Марти приоткрыл один конверт, и при виде толстой пачки «зелёных» его глаза слегка расширились. Он быстро убрал конверты во внутренний карман пиджака и слегка похлопал себя по груди.
— Вот это сюрприз, — сказал он. — Я даже не предполагал, что ты так быстро, э-э-э, выполнишь сие благородное дело.
— В пятницу вечером.
— Потрясающе! И как я полагаю, всё прошло удачно. Весьма удачно, судя по весу и размеру конвертов.
— Ну, ты же не знаешь, что в них! — рассмеялся я. — Может, они набиты однодолларовыми бумажками! Ладно, не пугайся, там только сотки. Да, всё прошло очень удачно. — Я рассказал ему, сколько денег в конвертах, добавив, что это — пятнадцать процентов от общей суммы.
— Ну как же чудесно! — с довольным видом произнёс Марти. — Больше всего меня радует, что ты обул Говноеда на такую сумму.
— Ну а меня больше всего радует сама сумма.
— Берни, ну почему же ты тогда не оставил их все себе? Я ведь заранее отказался от своей доли.
— Да, но это несправедливо! Без тебя я бы вообще ничего не получил.
— Я очень рад, что ты так думаешь. — Он ещё раз похлопал себя по груди. — Признаюсь, мне есть на что их потратить.
Мы с удовольствием выпили: Марти заказал мартини, а я — белое вино, а затем приступили к заказу обеденных блюд, названия которых Марти написал на узкой полоске бумаги, выданной ему официантом. Не знаю точно, зачем в этом клубе принято писать заказ на бумаге — официанты, вроде не глухие и вполне грамотные, но нет, клиенты должны, высунув язык, выписывать названия блюд… Мне кажется, это сделано специально, чтобы члены клуба ни на минуту не забывали, в каких священных стенах они находятся.
Когда официант торжественно удалился, унося на подносе наш заказ, я спросил Марти, общался ли он в последнее время с Марисоль.
— Нет, — грустно признался он. — Но я и не пытался. Эта страница закрыта, Берни. Она предпочла другого, и выбрала его сама. Мне, конечно, страшно хочется наказать Говноеда, и я полагаю, что твоими руками мы уже сделали это, но бегать за ней, умолять… Нет! Что было, то прошло.
— Рад это слышать, — сказал я. — Однако позволь мне ещё раз взглянуть на закрытую страницу?
— Что ты имеешь в виду?
— У меня к тебе несколько вопросов, касающихся Марисоль.

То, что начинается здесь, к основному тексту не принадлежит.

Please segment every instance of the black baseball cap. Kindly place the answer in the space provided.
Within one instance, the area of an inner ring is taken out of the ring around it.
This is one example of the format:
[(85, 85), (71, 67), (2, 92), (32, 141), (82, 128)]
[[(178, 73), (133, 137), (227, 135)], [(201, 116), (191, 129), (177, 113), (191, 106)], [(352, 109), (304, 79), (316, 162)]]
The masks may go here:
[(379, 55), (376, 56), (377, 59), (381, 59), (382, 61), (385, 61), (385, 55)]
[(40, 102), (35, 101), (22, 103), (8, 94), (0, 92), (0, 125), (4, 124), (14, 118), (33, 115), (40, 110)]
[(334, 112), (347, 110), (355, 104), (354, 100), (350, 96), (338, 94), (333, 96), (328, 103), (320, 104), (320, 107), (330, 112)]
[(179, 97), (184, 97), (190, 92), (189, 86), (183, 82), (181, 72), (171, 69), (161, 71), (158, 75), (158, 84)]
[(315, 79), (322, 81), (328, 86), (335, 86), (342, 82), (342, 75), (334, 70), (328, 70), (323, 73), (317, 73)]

Ты говорил, что её мать из Пуэрто-Рико?
— Вроде того, её предки оттуда. Но сама она, по-моему, родилась в Бруклине.
— А отец из Северной Европы.
— Да, из какой-то балтийской республики. Весьма необычное сочетание, ты не находишь? Лёд и пламя! О-о-о-о, как вспомню…
— А из какой республики, знаешь?
— Что? Их вроде всегда было три… Две начинаются с буквы «эл», и он — из одной из этих, потому что, как называется третья, я ни в жизнь не вспомню. Эритрея? Нет, как-то иначе.
— Эстония?
— Ну да, конечно! Эстония! А где же тогда Эритрея? Нет, не говори, мне безразлично, её отец всё равно не оттуда, и даже не из Эстонии. Это тебе поможет?
— Возможно. А ты называл мне её фамилию? Я что-то запамятовал.
— Фамилию? Нет, не называл, и ты поймёшь почему. Марис.
— Её фамилия Марис? Ну и что? — Я минуту подумал. — А, понимаю.
— Ну да. Марисоль Марис. Представляешь? Я думал, она поменяет фамилию, но она и слышать об этом не хотела. Решила, что такое сочетание будет выделяться в титрах, но не выглядеть смешным. Ну, теперь-то, когда её имя никак не связано с моим, я могу взглянуть на вещи более объективно, и знаешь что? Я даже отчасти рад, что мы разошлись.
Я его понимал. Действительно, в сочетании Марисоль Мариси Мартин Джилмартинявно чувствовалось что-то извращённое.
— Она не хотела обижать своих пуэрто-риканских родственников, но и литовские корни хотела сохранить. Или латышские?!
— Пожалуй, выходит так, что она должна иметь латышские корни?
— Н-да? — Марти нахмурился. — Она говорила, ей ещё повезло, что её зовут Марисоль. Мать собиралась назвать её Иммакулата Концептио, [11] но отец не разрешил, спасибо ему большое.
11
Immaculata Conceptio — непорочное зачатие (лат.).